Early crowdfunding successes have been undeniable. Way back in 2015, the Kickstarter Pebble smartwatch raised $ 20.3 million, smashing the prior Kickstarter record of $ 13.3 million. Worldwide, almost fifty campaigns since then have exceeded the $ 10 million dollar mark, despite targets as low as $ 20K.

But don’t be misled – these are just the cream of the crop. According to more recent statistics, fewer than a quarter of all crowdfunding operations end up being successful, and the rest have to return anything they do collect. That’s not as high as the failure rate with professional investors, but it should convince entrepreneurs that crowdfunding is still no panacea for funding.

Most of the experience so far has been cash versus the equity feature defined by the JOBS Act – Equity Crowdfunding (Title III), introduced back in 2016 with 685 pages of rules. Now there are dozens of online equity portals, including WeFunder and Microventures, already geared up to help regular people buy equity in a startup, without qualifying as an accredited investor.

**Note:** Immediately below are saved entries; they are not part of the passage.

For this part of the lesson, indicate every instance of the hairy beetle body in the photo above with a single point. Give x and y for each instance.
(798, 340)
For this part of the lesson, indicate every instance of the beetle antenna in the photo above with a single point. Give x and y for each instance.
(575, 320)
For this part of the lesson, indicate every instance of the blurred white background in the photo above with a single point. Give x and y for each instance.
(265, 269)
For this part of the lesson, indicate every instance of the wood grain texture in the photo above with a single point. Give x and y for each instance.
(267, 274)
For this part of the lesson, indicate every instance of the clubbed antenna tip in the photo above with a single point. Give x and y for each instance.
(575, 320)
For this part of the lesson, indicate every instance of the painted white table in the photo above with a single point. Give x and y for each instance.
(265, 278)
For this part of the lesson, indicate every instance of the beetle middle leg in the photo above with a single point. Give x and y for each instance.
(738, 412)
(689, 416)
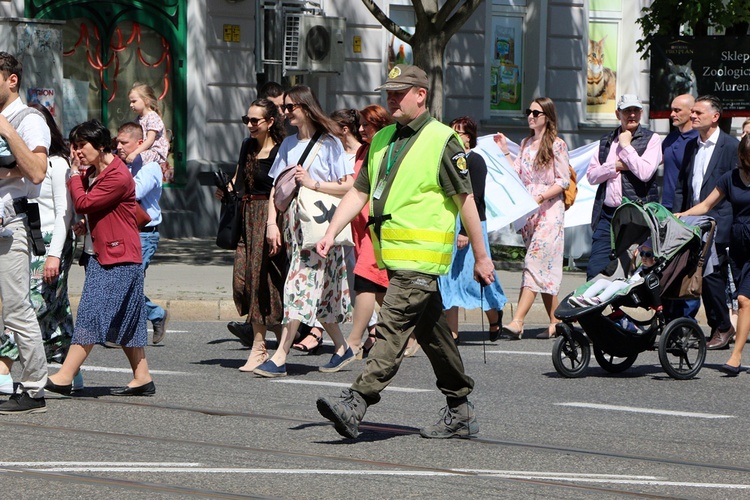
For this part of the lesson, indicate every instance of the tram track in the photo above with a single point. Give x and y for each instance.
(351, 461)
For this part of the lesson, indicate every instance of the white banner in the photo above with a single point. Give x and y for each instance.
(508, 201)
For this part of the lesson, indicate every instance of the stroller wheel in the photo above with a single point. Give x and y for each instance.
(613, 364)
(571, 353)
(682, 349)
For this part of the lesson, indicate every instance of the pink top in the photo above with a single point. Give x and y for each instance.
(643, 167)
(366, 266)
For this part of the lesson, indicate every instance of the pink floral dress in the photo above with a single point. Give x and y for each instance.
(543, 232)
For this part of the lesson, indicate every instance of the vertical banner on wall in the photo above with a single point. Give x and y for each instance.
(398, 51)
(601, 68)
(506, 64)
(718, 65)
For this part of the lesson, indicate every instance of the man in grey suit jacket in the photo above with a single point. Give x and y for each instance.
(707, 158)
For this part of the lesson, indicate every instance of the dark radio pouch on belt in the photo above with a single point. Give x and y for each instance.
(34, 220)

Have you ever wondered what professional startup investors think about all this? As an accredited angel investor, I claim to be one of those professionals, and I’ve talked to many more. I’ve also perused much of the published material on equity crowdfunding, including a detailed book, “The Crowdfunding Handbook,” by former Wall Street lawyer, Cliff Ennico.

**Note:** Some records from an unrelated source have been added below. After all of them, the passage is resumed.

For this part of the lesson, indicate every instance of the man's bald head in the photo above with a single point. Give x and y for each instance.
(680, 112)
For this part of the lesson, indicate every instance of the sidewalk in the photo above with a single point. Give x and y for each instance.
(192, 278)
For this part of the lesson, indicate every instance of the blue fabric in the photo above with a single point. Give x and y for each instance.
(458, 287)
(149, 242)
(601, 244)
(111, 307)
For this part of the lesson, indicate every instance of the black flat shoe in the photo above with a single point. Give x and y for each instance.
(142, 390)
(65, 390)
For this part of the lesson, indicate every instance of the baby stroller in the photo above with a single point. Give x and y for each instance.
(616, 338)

I would summarize the qualms and feedback from professional investors as the following:

  1. Crowdfunding platform costs trickle down to angel groups. The new audit, due diligence, and liability requirements from the JOBS Act, now levied on equity crowdfunding portals, could dramatically increase the costs and restrictions on angel groups. These groups are now largely run by volunteers at no cost to entrepreneurs.
  1. Lack of checks and balances on startup valuations. A startup that is listed on a crowdfunding platform gets no formal pushback or negotiation on its declared valuation. Unreasonably high early valuations hurt the entrepreneurs, as well as professional investors, later when a second round becomes a down round or can’t be negotiated.
  1. Investors cannot verify accountability or governance. In equity crowdfunding, no investor is representing their own interest. Board seats can’t be negotiated, and even informal mentoring in decision and governance processes is unlikely. This means less capability to ensure that invested funds are spent wisely or as planned. Risk is increased.
  1. Later funding rounds can’t deal with a thousand shareholders. Very few successful startups need only one funding round, and venture firm offerings, as well as the IPO process, will go up in cost, complexity, and risk, as the number of current investors goes up. Even if the additional rounds are also crowdfunded, the same considerations apply.
  1. The impact of “dumb money” versus “smart money.” By definition, investors from the crowd have less experience and differing motivations from professional investors. This can hurt the company, and jeopardize all investors. Most public company executives today decry the short-term focus of conventional shareholders on profits versus strategy.

At the same time, we all recognize that that there is never enough money to satisfy the needs of entrepreneurs, so more sources are always welcome. Smart angels and venture funds have already begun to integrate equity crowdfunding as a step in their investment strategy. Increasingly I’m seeing startups in talks with bigger investors after a successful crowdfunding campaign, as fund managers scout platforms for interesting ideas and teams.

Crowdfunding is here to stay, with the major types focusing on pre-orders, rewards, goodwill, and equity. If you are an entrepreneur, I recommend you find the right platform, a good handbook, and go for it. Your options for funding just increased, or at least you have a new way to get some real market feedback on the demand for your solution.

As a professional investor, I recommend continuing to capitalize on business experience and financial acumen. It shouldn’t be that hard to stay ahead of the crowd.